To promote the translatability of this study, we tested the effects of a group of serotonergic drugs that are currently clinically approved. Among these drugs, the widely used selective serotonin reuptake inhibitor (SSRI) fluoxetine increased the voiding volume during the VSOP test, indicating improved voiding efficiency (Figure 5A–E). In contrast, the tested clinically approved serotonergic agonists did not improve micturition function (Figure 5B), likely because of a lack of specificity for the activation of serotonergic supraspinal axons, which is mediated by 5-hydroxytryptamine receptors. Fluoxetine treatment did not have any effects on micturition function in mice with severe spinal contusion injury (Figure 5A), which may indicate that all descending serotonergic axons might be severed.
Figure 6|Urodynamics of mice in sham or moderate T10 spinal contusion injury groups.
Figure 7|Fluoxetine improves bladder function recovery in mice with moderate T10 spinal contusion injuries.

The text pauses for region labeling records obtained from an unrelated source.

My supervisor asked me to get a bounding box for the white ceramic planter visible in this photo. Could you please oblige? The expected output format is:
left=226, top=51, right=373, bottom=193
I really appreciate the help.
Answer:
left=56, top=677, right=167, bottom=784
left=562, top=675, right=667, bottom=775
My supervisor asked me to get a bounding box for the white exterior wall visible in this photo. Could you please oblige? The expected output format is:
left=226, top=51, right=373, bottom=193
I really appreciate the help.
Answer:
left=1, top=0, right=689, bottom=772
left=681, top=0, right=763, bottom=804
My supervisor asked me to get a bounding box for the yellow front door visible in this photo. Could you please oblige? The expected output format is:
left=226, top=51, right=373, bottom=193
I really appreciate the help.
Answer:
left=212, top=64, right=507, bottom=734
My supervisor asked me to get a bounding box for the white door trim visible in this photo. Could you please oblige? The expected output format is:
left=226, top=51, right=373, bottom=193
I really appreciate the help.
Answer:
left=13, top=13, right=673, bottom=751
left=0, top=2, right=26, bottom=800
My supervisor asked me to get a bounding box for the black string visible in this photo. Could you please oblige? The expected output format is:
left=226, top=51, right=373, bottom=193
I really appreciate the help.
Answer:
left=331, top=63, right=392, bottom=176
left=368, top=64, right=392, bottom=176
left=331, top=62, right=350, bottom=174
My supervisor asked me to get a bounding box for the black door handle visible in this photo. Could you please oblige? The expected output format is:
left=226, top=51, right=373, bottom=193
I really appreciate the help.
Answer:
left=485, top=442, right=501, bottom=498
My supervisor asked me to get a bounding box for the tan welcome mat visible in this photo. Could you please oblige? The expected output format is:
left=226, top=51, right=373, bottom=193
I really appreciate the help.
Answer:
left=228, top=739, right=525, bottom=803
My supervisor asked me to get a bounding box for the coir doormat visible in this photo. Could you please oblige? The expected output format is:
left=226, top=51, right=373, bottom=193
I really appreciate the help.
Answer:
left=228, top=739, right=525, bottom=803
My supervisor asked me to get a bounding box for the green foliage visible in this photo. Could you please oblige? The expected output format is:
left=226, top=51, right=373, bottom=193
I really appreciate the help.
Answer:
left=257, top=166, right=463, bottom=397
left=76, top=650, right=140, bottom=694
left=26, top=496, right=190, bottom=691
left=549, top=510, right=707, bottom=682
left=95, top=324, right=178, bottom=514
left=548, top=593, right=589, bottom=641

To further investigate the quality of bladder function, we performed urodynamics assessments to measure bladder contractions and EUS activity during voiding in the sham and moderate spinal contusion injury groups. As shown in Figure 6, in the sham group, the EUS showed a basal level of tonic activity. Starting from the onset of voiding, when the bladder pressure rapidly increases, the EUS bursts phasically to coordinate with bladder contractions (Figure 6A and B). In contrast, following moderate spinal contusion injury, animals developed hyperactive, atypical EUS EMG bursting activity during both the non-voiding and voiding periods (Figure 6C and D). The administration of fluoxetine significantly diminished the amplitudes of bladder contractions and EUS EMG bursting activity during voiding (Figure 7A–D). However, we did not observe any overt improvements in coordinated EUS-bladder contractions during micturition. These results suggested that fluoxetine treatment might reduce bladder hyperreflexia and EUS hyperactivation post-SCI.